Nas populações do concelho de Rio Maior – como Póvoas, Alcobertas, São João da Ribeira – bem como outras mais a jusante – como Póvoa da Izenta, Vale de Santarém, Santana, Vila Chã de Ourique, Cartaxo e até Azambuja – surgem afirmações claras de descontentamento por esta situação tão grave, havendo tomadas de posição e acções concretas para exigir que sejam tomadas medidas.

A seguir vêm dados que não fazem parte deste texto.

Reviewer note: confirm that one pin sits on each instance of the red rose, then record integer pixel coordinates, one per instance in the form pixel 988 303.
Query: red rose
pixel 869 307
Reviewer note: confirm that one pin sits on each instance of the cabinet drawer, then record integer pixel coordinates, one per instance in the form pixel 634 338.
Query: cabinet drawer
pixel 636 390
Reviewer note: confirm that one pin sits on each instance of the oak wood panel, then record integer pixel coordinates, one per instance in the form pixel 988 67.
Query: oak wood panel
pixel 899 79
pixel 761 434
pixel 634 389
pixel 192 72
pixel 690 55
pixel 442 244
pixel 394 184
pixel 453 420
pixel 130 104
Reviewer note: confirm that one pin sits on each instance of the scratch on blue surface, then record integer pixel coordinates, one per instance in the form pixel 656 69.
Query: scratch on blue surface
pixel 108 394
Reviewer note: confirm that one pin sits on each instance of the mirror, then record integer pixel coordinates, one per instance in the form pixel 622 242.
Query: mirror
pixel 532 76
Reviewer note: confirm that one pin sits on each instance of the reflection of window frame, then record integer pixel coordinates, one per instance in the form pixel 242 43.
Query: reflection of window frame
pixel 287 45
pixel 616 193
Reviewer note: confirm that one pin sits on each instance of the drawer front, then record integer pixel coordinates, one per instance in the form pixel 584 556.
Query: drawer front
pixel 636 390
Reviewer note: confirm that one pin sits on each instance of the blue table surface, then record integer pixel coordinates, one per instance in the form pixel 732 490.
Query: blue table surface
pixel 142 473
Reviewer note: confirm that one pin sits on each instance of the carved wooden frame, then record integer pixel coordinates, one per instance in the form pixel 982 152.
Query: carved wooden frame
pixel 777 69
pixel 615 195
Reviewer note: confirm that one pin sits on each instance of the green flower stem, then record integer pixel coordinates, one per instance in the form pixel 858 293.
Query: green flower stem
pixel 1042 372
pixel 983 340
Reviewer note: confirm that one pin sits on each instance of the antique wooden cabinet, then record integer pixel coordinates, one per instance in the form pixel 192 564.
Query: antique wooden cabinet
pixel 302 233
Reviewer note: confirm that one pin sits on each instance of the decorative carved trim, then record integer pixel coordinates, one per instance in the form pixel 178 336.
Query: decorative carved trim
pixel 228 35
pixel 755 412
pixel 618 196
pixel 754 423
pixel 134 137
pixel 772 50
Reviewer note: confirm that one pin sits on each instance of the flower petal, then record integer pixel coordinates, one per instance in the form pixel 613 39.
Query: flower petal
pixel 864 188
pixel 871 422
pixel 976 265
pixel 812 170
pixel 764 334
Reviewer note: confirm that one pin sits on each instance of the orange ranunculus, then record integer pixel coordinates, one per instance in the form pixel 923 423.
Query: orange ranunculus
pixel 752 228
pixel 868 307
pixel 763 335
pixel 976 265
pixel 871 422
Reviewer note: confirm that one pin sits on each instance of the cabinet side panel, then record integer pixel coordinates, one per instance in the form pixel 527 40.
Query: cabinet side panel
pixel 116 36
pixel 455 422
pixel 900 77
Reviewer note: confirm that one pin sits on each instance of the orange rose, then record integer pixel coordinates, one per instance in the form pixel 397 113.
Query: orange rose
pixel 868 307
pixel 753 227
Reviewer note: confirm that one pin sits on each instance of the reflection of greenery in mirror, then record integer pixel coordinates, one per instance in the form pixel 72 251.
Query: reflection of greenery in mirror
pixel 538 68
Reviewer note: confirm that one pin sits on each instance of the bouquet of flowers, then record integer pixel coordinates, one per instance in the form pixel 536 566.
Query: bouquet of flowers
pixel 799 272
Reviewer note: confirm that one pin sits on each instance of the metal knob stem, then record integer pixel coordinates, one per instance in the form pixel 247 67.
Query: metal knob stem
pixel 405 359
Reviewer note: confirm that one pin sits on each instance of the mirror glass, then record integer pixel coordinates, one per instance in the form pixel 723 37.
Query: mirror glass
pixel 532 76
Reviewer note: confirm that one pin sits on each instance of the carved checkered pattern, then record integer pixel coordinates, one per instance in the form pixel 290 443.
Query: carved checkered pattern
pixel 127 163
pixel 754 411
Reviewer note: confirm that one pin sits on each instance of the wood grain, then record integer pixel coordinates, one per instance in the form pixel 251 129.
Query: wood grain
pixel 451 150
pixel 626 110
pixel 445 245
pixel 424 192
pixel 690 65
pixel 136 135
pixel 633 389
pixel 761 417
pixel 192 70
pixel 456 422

Mais recentemente, o Clube de Amadores de Pesca do Vale de Santarém, dando continuidade ao descontentamento que já havia manifestado perante as autoridades ao longo dos últimos anos, deu uma entrevista ao jornal O Ribatejo, que pela sua importância, e com a devida vénia, aqui incluo.

Há consciência de que há leis a cumprir, mas as suiniculturas e também outras indústrias, como a de tomate, em São João da Ribeira, têm estado sem qualquer incómodo a poluir o rio. Ao que se tem ouvido dizer, os órgãos da administração pública a quem cabe  tomar medidas têm demorado na acção que delas se espera. Enquanto isso o problema mantém-se e agrava-se. Aliás, como diz na entrevista abaixo reproduzida o presidente do Clube de Pesca do Vale de Santarém, até dos esgotos da zona de Santarém e do Vale vai grande quantidade de porcarias para o rio. Há mesmo uma avaria na estação elevatória que devia bombear as águas residuais para a ETAR de Santarém, mas como isso não acontece é o rio que recebe toda a descarga de esgotos por tratar da zona de Sao Domingos.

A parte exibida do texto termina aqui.